Et puis, il y a eu la répression sanglante.  

À Jakarta, Surabaya et Makassar, au moins dix morts lors des affrontements de mars et d’avril 2025. Des centaines d’autres blessés, arrêtés, battus. Les images ont circulé brièvement avant d’être effacées. La colère n’a rien produit de tangible : pas d’ouverture politique, pas même une enquête indépendante. Le sang a coulé, mais pour rien. Les députés ont voté la loi militaire controversée, consolidant encore davantage le pouvoir des forces armées dans la vie civile. La jeunesse indonésienne a découvert que même la mort ne faisait plus trembler le régime.

La répression n’est plus ici un spectacle : elle est silencieuse, bureaucratique, intégrée au fonctionnement du pouvoir. Le régime ne tire qu’en dernier recours, puis efface les traces. Il n’étouffe pas seulement les protestations : il en efface la mémoire.

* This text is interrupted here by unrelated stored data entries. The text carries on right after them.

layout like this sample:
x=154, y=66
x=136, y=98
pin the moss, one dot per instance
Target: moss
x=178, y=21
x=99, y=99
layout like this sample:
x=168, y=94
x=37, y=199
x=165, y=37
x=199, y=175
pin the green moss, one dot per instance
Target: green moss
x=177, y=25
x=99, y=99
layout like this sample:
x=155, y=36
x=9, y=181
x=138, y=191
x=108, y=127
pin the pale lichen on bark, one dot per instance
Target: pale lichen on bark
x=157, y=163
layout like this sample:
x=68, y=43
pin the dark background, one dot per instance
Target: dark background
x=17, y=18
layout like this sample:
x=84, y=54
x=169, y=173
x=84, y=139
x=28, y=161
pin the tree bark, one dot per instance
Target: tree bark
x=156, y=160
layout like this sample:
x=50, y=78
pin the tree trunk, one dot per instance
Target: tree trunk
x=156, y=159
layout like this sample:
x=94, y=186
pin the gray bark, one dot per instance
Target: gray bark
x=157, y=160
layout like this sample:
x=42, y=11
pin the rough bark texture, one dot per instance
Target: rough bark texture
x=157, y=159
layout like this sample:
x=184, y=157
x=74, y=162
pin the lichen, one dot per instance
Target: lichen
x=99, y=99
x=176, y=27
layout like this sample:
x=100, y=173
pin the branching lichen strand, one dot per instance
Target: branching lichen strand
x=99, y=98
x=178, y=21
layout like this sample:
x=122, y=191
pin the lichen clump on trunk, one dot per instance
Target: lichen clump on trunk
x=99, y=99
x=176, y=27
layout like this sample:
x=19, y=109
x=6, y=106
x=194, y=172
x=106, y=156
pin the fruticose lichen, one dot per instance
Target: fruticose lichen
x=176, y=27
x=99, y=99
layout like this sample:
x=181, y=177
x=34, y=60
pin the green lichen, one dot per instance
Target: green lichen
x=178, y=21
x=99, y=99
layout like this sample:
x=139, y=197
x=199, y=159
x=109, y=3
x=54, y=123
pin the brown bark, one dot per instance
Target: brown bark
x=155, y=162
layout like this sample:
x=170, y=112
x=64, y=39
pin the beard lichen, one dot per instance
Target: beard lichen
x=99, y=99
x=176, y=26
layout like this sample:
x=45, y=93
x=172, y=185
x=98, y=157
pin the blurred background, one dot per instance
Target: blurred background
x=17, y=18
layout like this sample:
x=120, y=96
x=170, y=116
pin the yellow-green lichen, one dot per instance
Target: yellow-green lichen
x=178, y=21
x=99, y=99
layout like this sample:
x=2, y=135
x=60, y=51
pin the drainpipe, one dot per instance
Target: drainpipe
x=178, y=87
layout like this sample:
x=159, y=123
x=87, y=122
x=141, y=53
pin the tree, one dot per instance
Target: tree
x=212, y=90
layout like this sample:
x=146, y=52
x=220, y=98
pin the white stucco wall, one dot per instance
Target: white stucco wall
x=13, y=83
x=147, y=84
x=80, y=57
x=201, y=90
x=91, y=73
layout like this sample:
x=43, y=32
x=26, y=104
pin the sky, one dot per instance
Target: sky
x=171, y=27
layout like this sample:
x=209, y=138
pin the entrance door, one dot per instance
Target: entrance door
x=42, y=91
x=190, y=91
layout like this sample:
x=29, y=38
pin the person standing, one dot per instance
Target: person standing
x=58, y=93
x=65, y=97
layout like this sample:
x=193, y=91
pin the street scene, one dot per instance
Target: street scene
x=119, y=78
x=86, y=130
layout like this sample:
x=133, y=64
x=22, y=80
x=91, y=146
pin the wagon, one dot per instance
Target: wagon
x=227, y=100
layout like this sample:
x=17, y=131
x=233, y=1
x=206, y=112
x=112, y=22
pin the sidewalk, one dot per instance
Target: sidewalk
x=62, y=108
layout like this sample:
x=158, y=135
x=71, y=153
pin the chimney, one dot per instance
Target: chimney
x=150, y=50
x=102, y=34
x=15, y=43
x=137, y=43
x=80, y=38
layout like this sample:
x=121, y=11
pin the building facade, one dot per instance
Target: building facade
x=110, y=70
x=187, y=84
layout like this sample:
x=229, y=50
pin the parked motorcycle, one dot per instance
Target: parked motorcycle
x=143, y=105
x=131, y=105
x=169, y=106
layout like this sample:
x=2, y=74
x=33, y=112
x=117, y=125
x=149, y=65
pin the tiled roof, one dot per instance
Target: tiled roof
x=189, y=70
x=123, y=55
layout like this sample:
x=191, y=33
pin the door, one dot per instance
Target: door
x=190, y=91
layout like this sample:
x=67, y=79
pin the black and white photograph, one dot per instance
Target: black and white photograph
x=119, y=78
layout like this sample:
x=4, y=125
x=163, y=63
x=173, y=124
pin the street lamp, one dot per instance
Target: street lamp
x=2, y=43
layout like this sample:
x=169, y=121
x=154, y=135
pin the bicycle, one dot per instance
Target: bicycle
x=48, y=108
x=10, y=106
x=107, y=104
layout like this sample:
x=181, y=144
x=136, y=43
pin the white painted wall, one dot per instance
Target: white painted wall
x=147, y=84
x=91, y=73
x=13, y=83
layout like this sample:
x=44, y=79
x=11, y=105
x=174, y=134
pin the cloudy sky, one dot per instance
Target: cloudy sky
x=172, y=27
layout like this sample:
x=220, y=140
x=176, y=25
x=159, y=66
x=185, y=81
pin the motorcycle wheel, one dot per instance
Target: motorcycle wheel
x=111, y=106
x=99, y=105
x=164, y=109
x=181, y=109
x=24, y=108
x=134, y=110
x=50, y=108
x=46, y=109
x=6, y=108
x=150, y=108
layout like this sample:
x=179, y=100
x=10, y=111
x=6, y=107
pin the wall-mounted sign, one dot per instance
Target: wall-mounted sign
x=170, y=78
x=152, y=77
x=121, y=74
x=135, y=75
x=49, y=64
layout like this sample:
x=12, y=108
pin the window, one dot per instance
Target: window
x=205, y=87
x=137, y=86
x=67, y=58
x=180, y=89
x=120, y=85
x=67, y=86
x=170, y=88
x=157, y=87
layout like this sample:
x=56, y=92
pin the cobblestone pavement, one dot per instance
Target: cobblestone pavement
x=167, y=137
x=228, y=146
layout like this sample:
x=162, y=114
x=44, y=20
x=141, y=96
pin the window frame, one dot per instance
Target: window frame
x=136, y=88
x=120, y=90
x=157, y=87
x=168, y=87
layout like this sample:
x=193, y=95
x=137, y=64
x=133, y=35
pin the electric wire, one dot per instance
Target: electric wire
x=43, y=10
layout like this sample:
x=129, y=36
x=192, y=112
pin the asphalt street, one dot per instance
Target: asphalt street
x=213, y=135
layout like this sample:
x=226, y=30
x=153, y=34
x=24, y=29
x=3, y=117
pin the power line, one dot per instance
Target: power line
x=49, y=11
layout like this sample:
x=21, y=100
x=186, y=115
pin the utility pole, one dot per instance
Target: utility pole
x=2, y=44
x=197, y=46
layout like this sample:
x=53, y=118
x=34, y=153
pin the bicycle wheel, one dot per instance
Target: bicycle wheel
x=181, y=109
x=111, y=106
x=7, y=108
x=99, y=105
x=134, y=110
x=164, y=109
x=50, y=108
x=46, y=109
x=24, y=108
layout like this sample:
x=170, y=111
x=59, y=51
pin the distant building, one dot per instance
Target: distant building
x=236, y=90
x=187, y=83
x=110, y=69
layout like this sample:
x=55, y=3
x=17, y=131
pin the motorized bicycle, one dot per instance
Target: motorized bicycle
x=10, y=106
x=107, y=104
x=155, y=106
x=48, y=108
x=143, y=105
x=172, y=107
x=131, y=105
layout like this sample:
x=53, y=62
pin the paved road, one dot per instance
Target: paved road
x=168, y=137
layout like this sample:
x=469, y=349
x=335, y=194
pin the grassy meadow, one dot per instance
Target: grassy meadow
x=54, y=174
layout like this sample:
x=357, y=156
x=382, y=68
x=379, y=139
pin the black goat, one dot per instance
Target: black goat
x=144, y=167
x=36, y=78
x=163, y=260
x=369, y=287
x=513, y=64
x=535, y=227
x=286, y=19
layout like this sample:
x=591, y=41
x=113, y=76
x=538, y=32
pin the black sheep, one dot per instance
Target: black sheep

Un État trop fort, une société trop prudente  

À Madagascar, la colère a explosé parce que l’État n’existait plus. En Indonésie, elle s’étouffe parce qu’il est trop fort. Là-bas, la répression était brutale mais désordonnée ; ici, elle est rationnelle, efficace, légale. Là-bas, les divisions de l’armée ont ouvert une brèche ; ici, le commandement reste uni. Là-bas, les jeunes ont inventé une parole collective ; ici, la fragmentation, les rivalités, les infiltrations empêchent toute cohésion durable.  

Les étudiants indonésiens protestent contre des lois, des symboles, des principes abstraits. À Madagascar, on protestait pour l’eau, la lumière, la survie. L’une est une colère d’idées, l’autre une colère de ventre. Et dans un monde saturé d’images, c’est la souffrance visible, concrète, qui renverse les régimes. Quand les policiers frappent des citoyens qui n’ont plus rien à perdre, la peur change de camp. Quand ils frappent des jeunes qui rêvent encore d’un avenir, c’est l’espoir qui s’effondre.

Le futur reste ouvert  

L’histoire retiendra peut-être que Madagascar a basculé parce qu’il n’y avait plus rien à défendre. Et que l’Indonésie résiste parce qu’elle a trop à perdre — un système, une stabilité, une façade démocratique. Là-bas, l’armée a perdu son prestige moral ; ici, elle l’entretient. Là-bas, les jeunes ont pris le contrôle du récit ; ici, les récits officiels tiennent encore. Là-bas, vingt jours ont suffi. Ici, il faudra peut-être une génération entière.

Mais une génération, c’est justement ce que Gen Z incarne : le temps accéléré, la conscience globale, la politique sans parti. Madagascar a montré qu’une jeunesse connectée pouvait fissurer un État par la seule force du refus. En Indonésie, le combat est plus long, plus diffus, plus dangereux. Pourtant, tant que les jeunes continuent de s’informer, de documenter, de refuser la peur, le récit n’est pas clos.  

Un jour, peut-être, à Jakarta aussi, la peur changera de camp.